Background and purpose: The tumor cell defense response to ionizing radiation involves a temporary arrest at the cell cycle G(2) checkpoint, which is activated by a signaling cascade initiated by the ATM kinase response to DNA damage, ultimately leading to the outcome of further cell survival if the DNA is properly repaired.

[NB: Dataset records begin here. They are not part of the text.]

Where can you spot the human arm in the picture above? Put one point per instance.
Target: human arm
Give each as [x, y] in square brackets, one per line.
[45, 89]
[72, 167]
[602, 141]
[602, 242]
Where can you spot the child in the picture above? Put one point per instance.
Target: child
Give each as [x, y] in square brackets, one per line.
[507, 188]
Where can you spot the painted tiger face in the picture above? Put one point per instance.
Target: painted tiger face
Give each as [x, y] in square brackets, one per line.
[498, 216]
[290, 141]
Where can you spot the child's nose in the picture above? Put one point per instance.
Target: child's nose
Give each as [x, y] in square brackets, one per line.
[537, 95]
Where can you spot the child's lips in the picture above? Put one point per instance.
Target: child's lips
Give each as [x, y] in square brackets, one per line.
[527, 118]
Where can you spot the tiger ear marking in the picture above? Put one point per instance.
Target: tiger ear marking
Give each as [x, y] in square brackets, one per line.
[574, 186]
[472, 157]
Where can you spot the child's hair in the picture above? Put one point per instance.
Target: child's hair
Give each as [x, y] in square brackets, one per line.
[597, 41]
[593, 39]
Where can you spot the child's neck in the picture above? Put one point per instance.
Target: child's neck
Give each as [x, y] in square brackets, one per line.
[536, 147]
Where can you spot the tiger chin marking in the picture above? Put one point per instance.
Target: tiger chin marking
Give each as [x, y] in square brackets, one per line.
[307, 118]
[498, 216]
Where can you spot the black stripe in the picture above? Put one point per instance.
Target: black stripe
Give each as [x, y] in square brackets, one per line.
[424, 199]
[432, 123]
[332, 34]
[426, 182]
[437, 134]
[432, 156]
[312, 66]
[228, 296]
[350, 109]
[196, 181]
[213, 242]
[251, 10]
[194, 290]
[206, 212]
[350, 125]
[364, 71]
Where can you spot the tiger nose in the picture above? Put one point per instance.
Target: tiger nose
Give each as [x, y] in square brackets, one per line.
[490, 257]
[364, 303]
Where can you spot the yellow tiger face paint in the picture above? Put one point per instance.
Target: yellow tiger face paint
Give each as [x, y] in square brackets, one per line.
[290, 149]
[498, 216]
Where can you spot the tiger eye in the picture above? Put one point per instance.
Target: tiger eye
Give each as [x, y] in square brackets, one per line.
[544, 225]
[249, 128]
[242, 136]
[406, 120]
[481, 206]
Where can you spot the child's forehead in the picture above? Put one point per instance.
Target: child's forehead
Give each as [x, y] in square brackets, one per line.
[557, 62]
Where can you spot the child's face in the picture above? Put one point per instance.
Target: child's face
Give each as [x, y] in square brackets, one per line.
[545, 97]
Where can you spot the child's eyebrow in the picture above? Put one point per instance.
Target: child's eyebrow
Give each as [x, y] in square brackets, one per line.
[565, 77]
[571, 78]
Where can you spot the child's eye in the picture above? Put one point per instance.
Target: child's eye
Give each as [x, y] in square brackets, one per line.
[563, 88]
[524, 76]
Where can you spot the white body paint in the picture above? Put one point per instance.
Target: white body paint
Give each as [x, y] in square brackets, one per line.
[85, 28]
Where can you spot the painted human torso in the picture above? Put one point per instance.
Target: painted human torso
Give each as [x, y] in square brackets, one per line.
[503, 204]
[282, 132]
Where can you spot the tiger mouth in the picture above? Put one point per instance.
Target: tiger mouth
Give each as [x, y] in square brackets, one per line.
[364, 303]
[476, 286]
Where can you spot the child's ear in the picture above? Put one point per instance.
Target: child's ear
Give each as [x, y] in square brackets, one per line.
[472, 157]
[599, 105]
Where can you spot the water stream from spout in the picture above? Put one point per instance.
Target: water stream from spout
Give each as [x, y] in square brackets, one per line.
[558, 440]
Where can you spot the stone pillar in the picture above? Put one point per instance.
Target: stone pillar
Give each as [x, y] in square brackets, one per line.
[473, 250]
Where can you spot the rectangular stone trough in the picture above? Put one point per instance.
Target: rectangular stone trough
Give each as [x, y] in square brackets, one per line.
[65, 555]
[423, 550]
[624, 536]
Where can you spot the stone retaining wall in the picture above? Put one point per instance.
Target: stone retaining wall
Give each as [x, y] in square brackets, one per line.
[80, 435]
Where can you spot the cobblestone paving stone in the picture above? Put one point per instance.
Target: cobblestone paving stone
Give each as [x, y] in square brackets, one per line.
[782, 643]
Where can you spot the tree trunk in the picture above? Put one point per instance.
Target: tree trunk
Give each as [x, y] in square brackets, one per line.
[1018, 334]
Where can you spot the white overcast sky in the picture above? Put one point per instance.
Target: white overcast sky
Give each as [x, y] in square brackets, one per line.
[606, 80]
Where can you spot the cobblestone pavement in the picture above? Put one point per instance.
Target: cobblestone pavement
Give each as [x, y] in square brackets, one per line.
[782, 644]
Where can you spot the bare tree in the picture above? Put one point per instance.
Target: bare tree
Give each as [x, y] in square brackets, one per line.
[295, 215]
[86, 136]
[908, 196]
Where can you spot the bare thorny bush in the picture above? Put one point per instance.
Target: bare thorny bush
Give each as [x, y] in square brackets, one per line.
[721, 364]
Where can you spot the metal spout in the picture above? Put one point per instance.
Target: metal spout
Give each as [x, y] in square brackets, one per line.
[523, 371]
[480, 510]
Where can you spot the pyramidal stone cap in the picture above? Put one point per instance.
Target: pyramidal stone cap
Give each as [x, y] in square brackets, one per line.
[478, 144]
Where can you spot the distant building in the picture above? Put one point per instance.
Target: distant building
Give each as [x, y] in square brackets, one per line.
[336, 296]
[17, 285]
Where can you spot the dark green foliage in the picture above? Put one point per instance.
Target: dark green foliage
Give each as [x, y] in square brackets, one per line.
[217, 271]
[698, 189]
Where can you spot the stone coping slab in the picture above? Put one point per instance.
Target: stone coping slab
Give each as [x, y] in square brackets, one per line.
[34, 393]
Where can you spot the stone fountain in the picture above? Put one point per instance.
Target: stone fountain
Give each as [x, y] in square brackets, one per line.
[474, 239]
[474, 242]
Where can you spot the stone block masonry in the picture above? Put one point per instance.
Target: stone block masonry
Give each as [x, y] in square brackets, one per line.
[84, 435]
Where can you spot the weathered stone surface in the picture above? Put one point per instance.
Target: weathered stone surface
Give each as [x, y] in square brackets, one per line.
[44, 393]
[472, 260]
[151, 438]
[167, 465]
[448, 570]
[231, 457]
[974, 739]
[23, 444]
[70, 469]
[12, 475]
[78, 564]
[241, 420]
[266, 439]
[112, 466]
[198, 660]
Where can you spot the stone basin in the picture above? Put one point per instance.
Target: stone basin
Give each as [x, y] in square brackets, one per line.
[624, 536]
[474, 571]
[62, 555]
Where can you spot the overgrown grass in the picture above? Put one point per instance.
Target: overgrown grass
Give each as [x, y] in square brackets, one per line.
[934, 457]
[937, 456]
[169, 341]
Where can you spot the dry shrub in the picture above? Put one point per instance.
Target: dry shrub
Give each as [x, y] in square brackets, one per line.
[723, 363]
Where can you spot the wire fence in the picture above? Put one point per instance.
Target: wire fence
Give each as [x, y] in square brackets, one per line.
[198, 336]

The inhibitory targeting of the checkpoint kinase signaling elicited by ATM may define a biologically based strategy to override the G(2) phase delay that prevents mitotic entry after DNA damage, thereby increasing the probability of mitotic cell death following exposure to ionizing radiation.
Materials and methods: Breast carcinoma cell lines with intact or defective function of the tumor-suppressor protein BRCA1 were exposed to ionizing radiation in the absence or presence of a specific inhibitor (UCN-01) of the checkpoint kinase CHK1, and the response profiles of cell cycle distribution and G(2) phase regulatory factors, as well as the efficiency of clonogenic regrowth, were analyzed.
Results: The radiation-induced G(2) phase accumulation was preceded by a transient down-regulation of the G(2) phase-specific polo-like kinase-1 and cyclin B1, which required intact function of both BRCA1 and CHK1. The concomitant treatment with UCN-01 seemed to amplify the cytotoxic effect of ionizing radiation on clonogenic regrowth.
Conclusion: The effector mechanism of DNA damage on cell cycle gene regulation signals through the checkpoint kinase network. Among molecular cell cycle-targeted drugs currently in pipeline for testing in early phase clinical trials, CHK1 inhibitors may have therapeutic potential as radiosensitizers.